The Squadron was normally engaged on clandestine operations over Burma, Siam, Indo-China and Northern Malaya. This entailed night flying, during the moonlight period of each month, descending to 700 feet - usually into steep valleys - to drop agents and supplies behind the Japanese lines.

On the 14th of February 1945 pilot Wally Kindred and I were summoned to the Flight Office. We were briefed to fly down to Akyab - which had just been liberated - on the Burma coast to collect a Very Important Person.

We were airborne by 9 am and two hours or so later landed in Akyab, which only had a short pierced steel plating runway, and was the base for a Spitfire Squadron.

Wally landed the Dakota quite easily and taxied towards a group of Burmese, one of them being a very attractive young lady. Our dispatcher, Johnny Green - who was really a Liberator ball turret gunner - left the aircraft and, to our surprise, returned with this huge crowd of people. In total there were 41 bodies, plus a load of luggage, a goat and some chickens!

Somehow, Johnny and our wireless operator "Butch" Dalglish packed them on board, including the livestock, with perhaps 20 sitting on the long seats and the rest squatting on the floor. There was, of course, plenty of room on top!

We managed to get into the air and made an uneventful landing at Calcutta some two hours later, where our passengers disembarked.

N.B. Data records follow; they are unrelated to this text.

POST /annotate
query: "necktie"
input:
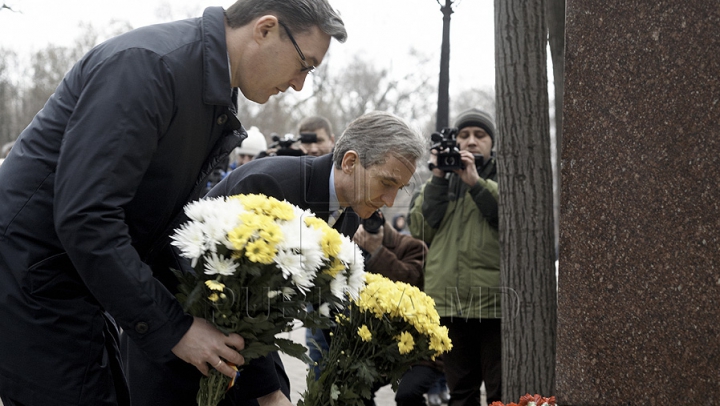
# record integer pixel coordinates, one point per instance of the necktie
(334, 216)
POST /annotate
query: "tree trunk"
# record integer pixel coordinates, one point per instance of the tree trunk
(443, 114)
(556, 38)
(526, 200)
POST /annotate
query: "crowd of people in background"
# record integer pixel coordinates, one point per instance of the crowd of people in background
(85, 257)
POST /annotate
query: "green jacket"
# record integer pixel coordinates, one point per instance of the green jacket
(460, 226)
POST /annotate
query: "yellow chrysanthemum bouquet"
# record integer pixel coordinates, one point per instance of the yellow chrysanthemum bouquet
(258, 263)
(388, 328)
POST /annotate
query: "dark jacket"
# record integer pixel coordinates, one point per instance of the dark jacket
(400, 258)
(303, 181)
(460, 225)
(89, 190)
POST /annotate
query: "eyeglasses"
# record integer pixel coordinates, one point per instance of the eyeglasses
(306, 67)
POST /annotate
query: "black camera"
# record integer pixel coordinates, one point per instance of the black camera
(308, 138)
(448, 153)
(284, 145)
(373, 223)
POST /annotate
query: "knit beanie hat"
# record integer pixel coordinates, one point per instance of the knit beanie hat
(254, 144)
(476, 118)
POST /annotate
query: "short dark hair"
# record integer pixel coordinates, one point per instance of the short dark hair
(298, 15)
(315, 122)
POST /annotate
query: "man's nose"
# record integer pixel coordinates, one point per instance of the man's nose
(298, 81)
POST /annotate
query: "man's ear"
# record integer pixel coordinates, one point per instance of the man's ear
(350, 159)
(264, 26)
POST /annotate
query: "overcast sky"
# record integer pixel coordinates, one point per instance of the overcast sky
(382, 31)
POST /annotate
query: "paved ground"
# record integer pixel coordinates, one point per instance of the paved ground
(297, 371)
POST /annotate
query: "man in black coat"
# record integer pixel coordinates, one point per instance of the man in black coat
(91, 186)
(374, 158)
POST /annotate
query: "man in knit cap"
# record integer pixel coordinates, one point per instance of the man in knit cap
(456, 214)
(251, 146)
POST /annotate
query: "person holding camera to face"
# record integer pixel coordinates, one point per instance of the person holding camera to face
(399, 257)
(316, 136)
(456, 214)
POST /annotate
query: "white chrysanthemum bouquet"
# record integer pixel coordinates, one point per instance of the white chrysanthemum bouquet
(259, 262)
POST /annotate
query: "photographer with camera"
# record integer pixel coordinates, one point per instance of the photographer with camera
(456, 214)
(394, 255)
(398, 257)
(316, 136)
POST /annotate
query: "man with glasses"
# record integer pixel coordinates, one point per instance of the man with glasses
(90, 190)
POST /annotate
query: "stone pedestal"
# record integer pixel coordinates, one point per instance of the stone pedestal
(639, 283)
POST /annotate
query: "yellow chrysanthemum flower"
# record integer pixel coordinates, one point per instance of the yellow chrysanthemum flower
(336, 267)
(365, 333)
(405, 342)
(272, 233)
(215, 285)
(239, 236)
(260, 251)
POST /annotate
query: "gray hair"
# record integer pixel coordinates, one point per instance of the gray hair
(298, 15)
(376, 135)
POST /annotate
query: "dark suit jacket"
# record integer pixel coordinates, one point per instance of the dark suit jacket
(303, 181)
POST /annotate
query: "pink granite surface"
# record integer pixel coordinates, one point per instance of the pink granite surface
(639, 279)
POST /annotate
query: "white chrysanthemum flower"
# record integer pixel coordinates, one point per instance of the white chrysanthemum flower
(289, 292)
(219, 265)
(289, 262)
(303, 239)
(356, 280)
(348, 252)
(190, 239)
(324, 309)
(303, 280)
(338, 286)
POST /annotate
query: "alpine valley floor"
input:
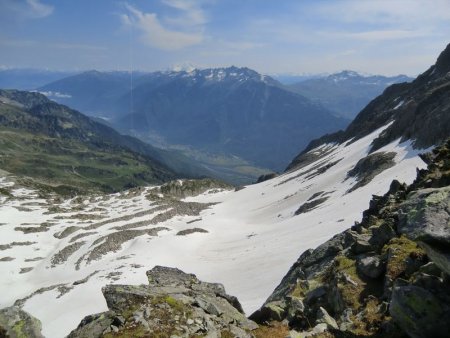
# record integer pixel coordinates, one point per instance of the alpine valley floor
(56, 254)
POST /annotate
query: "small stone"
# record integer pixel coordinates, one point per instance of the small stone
(370, 266)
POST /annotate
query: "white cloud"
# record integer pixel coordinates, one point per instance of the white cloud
(191, 14)
(157, 35)
(398, 12)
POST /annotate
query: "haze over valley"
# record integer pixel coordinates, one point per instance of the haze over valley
(179, 168)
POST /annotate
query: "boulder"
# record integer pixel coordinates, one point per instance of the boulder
(419, 312)
(370, 266)
(425, 216)
(173, 304)
(324, 317)
(16, 323)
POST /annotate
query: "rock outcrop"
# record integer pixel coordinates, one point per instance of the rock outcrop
(385, 276)
(16, 323)
(174, 304)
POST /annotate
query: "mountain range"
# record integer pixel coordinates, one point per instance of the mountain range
(347, 92)
(367, 198)
(69, 152)
(231, 111)
(29, 79)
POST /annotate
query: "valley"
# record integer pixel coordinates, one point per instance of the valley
(253, 232)
(156, 182)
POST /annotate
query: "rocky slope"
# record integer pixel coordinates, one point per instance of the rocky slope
(173, 304)
(386, 276)
(418, 111)
(69, 152)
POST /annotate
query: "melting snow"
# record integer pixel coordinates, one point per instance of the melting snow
(253, 235)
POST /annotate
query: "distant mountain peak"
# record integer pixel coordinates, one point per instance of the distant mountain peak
(232, 73)
(443, 61)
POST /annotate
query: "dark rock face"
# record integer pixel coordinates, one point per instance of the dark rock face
(16, 323)
(233, 111)
(370, 166)
(419, 111)
(173, 304)
(386, 276)
(266, 177)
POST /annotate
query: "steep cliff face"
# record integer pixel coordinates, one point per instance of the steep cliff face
(385, 276)
(418, 111)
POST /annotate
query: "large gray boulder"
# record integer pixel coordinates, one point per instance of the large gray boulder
(419, 312)
(425, 217)
(173, 304)
(16, 323)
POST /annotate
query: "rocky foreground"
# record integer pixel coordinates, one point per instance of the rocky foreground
(387, 276)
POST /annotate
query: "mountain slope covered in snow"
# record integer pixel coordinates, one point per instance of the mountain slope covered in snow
(61, 252)
(56, 253)
(228, 112)
(347, 92)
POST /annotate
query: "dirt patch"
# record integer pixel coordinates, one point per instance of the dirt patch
(191, 231)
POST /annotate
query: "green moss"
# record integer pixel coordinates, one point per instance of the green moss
(436, 197)
(398, 250)
(127, 332)
(226, 334)
(18, 329)
(300, 290)
(175, 304)
(351, 294)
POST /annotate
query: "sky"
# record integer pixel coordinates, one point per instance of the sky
(385, 37)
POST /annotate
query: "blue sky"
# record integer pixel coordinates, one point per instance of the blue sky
(271, 36)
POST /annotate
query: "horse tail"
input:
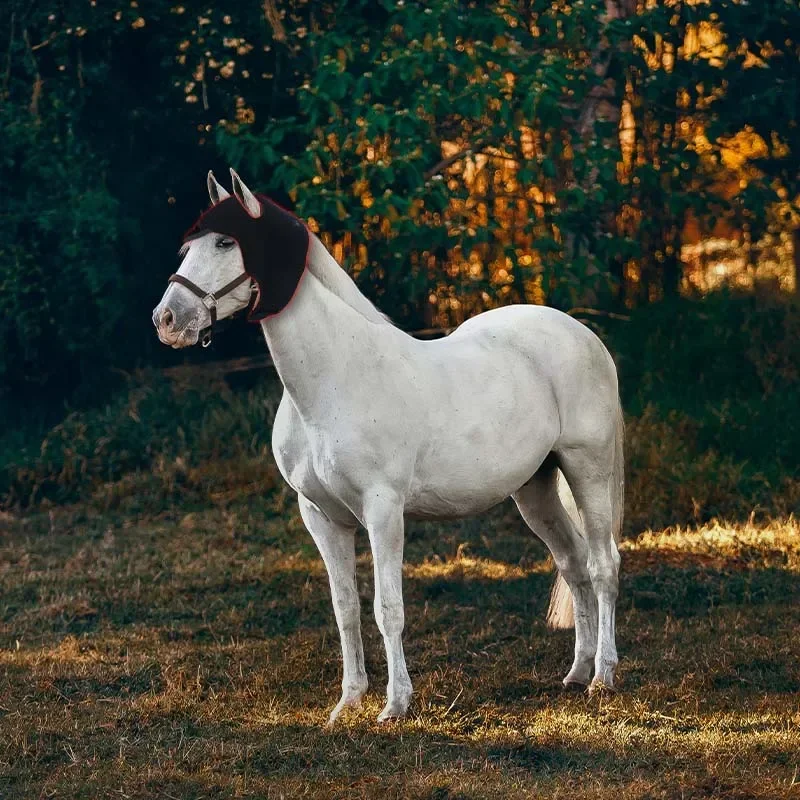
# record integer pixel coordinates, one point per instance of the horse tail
(560, 613)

Certainly, the attractive lady was someone of importance. It was rumoured she was a princess who had been a prisoner of the Japs since 1942.

Some years later a friend of Johnny's who had been a Spitfire pilot - and whose Squadron had landed at Akyab that same morning - told him he was surprised we had made such a successful landing on this short metal strip, and was even more surprised that had managed to get off with such a load.